Cross-border terrorism and its local support has to be dismantled ruthlessly as the US and Israel have been doing. It is our war and must be fought alone. We should welcome those who want to join us. Big nations like India do not succumb to terrorism or nuclear blackmailing as our Prime Minister has reiterated. Why have any truck or bus and establish diplomatic ties with a neighbour who cannot even be a good enemy?

Air-Cmde RAGHUBIR SINGH (retd), Pune


One rank, one pension

The issue of one rank-one pension (OROP) for ex-servicemen has come to the fore once again. Champions of the cause are generally those who held senior positions in the Army prior to their retirement. The rationale behind the OROP is undisputed. However, the manner is which it is being demanded amounts to begging.

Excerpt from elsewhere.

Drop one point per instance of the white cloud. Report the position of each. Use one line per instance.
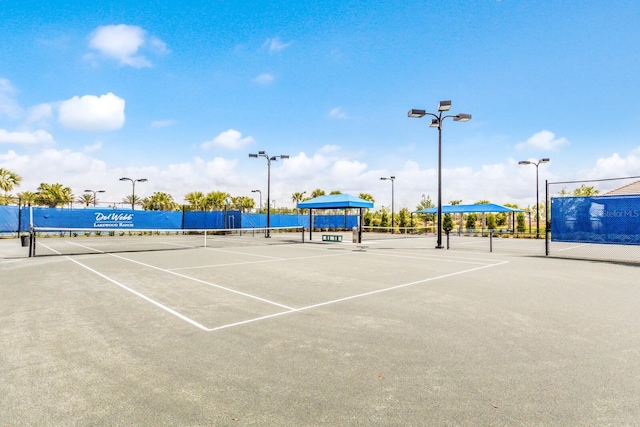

In a dynamic state, progress and prosperity are ongoing processes. Respective generations of employees including those in the defence avail themselves of the “pluses” and “minuses” of services in their times. Uniformed men of yesteryears are segment of the overall civil society. Pleading with the government with a single track demand, that too frequently, shows the ex-servicemen fraternity in a poor light before the people.

The genesis of the problem lies in the terms and conditions of recruitment which forestall uniformed men to complete the requisite 33 years of service to earn full pension. Additionally, payscales and pensions are promotion and rank-based. Consequent to the peculiar rank structure, most men and officers in the Army do not reach the level of payscales equivalent to their counterparts in the civil side. These reasons attribute to earning comparatively far too less pension by those in uniform. These reasons are beyond the control of the affected individuals and warrant no explanation.

The only solution to the problem is either by lateral move of service personnel to civil paramilitary forces at the appropriate time to enable them to complete the mandatory 33 years of service or by granting higher pension on completion of their currently stipulated period of engagement.

The anomaly ought to be projected firmly to the government by those at the helm of affairs in three services. Since the government is evasive, sacrifices on their part is called for. But do we have such brand of Generals? There is a general impression that only meek personalities attain senior positions in the defence hierarchy. What a pity!

Lt-Col BACHITTAR SINGH (retd), SAS Nagar

In the shadow of gun

Every other day, we see on the front-page of the newspapers pictures of women wailing over the loss of their dear ones in the militant attacks in Kashmir. This has become such a routine news that we just read the number of dead persons and turn to the next page. This seems to be all that we owe to these people.

Our politicians are busy with their game of numbers in Parliament and their vague strategies on Pakistan. They are dilly-dallying on taking a firm decision to root out militancy from the Kashmir Valley. Meanwhile, attacks are continuing and the people continue to live in the shadow of guns. Their losses are irreparable and cannot be compensated.

Who is going to account for these tragic deaths each day. Any answers with the government?